Okelah untuk masalah ini, saya secara pribadi mulai memperbaiki diri. Membiasakan menggunakan istilah-istilah terkini dari dunia itu. Bisa karena terbiasa, benar kan?

Sulitnya Menghapusnya Stigma

Menghapus stigma OTH tidak semudah membalikan telapak tangan. Jika bertanya ke masyarakat tentang HIV/AIDS, pasti yang terlintas adalah penyakit akibat perilaku seks yang menyimpang. Pria yang suka main ke lokalisasi, gonta-ganti pasangan, dan homoseksual. Hal itulah yang digembar-gemborkan pemerintah melalui berbagai kampanye. Mulai dari bagi-bagi kondom, hingga kampanye seks aman bagi WPS.

Apakah itu salah? Tentu tidak. Hubungan seks yang tidak aman merupakan salah satu penyebab terinfeksi HIV. Tapi ini bukanlah penyebab satu-satunya. Hanya menyosialisasikan dampak hubungan seks yang tidak aman, justru semakin melanggengkan stigma HIV/AIDS adalah penyakit kelamin.

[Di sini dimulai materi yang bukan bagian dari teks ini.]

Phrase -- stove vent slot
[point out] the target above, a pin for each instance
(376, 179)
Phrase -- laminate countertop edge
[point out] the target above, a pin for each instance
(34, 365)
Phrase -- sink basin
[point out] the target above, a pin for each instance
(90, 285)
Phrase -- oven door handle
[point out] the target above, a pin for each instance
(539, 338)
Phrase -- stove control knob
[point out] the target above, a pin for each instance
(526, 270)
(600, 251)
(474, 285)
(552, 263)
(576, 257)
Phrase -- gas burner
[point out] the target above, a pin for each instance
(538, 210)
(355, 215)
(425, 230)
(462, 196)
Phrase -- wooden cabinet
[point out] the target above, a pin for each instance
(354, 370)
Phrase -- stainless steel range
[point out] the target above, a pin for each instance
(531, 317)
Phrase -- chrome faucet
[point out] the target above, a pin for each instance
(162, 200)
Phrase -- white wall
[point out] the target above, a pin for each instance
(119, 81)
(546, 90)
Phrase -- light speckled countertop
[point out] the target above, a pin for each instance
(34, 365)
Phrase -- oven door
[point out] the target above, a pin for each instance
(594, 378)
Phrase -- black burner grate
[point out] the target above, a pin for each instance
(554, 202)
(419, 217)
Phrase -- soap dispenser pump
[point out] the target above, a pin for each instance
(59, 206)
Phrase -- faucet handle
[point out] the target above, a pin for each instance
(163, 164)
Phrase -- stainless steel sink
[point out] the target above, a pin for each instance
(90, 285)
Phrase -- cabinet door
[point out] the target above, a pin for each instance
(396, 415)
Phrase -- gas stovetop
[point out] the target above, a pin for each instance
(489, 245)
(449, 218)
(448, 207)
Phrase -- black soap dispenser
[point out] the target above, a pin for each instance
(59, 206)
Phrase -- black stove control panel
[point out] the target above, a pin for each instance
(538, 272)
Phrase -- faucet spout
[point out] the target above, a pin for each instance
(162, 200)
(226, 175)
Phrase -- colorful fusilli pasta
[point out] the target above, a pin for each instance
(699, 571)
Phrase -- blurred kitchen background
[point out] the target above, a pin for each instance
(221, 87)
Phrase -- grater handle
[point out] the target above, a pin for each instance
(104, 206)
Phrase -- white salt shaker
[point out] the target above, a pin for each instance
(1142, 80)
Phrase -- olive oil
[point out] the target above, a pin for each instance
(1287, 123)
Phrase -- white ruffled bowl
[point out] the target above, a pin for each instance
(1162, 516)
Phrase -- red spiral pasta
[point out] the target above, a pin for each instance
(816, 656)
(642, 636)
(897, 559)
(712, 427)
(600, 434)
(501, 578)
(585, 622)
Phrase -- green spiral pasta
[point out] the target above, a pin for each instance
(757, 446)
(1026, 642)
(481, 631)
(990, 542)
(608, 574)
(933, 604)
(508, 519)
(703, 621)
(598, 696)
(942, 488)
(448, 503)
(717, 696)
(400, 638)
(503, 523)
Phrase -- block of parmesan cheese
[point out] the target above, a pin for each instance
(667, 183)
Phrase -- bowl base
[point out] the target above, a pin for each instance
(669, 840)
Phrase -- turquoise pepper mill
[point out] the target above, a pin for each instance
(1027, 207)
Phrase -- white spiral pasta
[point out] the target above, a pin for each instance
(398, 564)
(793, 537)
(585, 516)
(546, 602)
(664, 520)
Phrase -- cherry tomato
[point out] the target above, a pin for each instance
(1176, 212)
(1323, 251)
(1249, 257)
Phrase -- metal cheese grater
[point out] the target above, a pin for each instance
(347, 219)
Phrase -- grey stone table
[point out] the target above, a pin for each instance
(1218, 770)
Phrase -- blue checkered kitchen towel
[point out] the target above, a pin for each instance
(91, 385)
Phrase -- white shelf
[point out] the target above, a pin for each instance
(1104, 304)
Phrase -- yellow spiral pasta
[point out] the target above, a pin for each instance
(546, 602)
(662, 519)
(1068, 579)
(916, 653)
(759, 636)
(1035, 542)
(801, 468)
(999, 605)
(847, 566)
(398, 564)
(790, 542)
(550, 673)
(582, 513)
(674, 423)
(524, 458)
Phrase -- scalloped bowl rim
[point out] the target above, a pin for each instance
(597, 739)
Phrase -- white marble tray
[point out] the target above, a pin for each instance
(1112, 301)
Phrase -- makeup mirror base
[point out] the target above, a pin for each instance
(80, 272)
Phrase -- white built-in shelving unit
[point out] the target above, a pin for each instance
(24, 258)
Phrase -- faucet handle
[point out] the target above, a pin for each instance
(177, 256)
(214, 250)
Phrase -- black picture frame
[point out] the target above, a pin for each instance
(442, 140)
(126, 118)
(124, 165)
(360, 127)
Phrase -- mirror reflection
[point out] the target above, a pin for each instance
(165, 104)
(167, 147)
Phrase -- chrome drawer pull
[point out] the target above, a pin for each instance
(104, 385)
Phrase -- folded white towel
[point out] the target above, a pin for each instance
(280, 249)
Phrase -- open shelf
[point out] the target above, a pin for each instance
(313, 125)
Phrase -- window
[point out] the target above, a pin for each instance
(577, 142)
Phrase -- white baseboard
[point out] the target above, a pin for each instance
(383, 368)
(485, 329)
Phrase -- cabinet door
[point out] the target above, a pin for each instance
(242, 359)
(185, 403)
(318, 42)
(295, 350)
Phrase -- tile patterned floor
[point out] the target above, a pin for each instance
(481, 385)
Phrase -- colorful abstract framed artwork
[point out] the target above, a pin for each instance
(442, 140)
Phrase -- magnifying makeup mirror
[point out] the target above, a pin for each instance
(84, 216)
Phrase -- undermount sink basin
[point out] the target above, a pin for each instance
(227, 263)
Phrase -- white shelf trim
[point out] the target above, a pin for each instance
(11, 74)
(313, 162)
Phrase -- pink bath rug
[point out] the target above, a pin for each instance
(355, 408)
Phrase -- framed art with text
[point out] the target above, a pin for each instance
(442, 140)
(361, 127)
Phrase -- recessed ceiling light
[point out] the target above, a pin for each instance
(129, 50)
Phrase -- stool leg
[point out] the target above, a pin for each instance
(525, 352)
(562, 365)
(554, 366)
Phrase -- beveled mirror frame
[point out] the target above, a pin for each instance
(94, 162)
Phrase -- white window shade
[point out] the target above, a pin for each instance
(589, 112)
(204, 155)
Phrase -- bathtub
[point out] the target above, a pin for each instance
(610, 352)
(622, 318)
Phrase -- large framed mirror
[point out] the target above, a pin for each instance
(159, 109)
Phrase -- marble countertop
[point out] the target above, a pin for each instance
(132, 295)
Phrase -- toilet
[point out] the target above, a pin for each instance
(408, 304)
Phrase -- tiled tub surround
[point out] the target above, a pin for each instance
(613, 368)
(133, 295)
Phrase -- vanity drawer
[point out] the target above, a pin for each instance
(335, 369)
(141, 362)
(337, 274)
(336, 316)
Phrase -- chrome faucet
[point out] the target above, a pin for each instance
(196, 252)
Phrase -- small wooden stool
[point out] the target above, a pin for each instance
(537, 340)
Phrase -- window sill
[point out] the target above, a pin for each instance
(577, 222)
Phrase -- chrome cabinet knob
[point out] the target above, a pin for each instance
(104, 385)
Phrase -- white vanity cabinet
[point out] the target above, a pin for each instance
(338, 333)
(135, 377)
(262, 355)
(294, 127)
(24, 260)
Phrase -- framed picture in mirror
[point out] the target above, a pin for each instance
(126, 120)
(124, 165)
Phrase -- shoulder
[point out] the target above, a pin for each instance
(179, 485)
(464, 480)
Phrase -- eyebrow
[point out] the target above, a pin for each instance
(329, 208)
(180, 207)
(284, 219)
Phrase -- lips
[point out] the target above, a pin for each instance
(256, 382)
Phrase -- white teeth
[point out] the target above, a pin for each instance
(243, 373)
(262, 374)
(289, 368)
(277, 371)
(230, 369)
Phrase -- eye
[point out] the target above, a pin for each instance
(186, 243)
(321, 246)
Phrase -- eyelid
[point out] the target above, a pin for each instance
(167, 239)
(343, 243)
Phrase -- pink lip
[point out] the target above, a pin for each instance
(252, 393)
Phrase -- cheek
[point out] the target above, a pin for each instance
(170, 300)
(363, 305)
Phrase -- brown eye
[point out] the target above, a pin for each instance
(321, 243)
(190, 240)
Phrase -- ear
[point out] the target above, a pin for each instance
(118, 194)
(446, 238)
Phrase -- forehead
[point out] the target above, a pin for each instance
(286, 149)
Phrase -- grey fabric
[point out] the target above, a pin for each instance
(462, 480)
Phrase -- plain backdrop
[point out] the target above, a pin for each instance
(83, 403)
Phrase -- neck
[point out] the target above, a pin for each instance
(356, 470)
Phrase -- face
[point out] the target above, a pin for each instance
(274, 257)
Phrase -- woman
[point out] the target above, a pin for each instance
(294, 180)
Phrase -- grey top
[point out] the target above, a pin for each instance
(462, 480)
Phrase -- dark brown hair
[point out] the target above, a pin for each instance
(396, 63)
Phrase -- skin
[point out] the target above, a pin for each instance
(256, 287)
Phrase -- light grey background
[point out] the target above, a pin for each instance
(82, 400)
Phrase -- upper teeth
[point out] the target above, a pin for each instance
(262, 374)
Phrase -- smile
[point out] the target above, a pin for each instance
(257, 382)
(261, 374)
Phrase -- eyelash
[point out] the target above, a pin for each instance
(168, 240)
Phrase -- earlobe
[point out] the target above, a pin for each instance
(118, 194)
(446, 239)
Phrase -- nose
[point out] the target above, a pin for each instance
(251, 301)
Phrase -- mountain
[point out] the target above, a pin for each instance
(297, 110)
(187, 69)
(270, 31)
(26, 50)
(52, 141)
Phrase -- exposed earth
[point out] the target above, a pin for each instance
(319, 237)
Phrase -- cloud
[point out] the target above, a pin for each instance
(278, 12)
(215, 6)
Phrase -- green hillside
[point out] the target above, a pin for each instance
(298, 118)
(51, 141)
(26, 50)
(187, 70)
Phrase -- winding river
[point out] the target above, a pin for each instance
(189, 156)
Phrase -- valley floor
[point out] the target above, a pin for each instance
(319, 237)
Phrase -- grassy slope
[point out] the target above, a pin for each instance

Kita pasti masih ingat surat terbuka dari Melanie Subono kepada Menteri Tifatul Sembiring. Menkominfo itu berkicau tentang HIV/AIDS di dunia maya. Sayangnya, apa yang dikicaukan sang menteri justru semakin melangengkan stigma tersebut.

Menteri Tifatul mengambarkan AIDS sebagai Akibat Itunya Dipakai Sembarangan. Hah.. Maksudnya apa ini. Tidak heran, kalau banyak komentar negatif kepada menteri yang satu ini.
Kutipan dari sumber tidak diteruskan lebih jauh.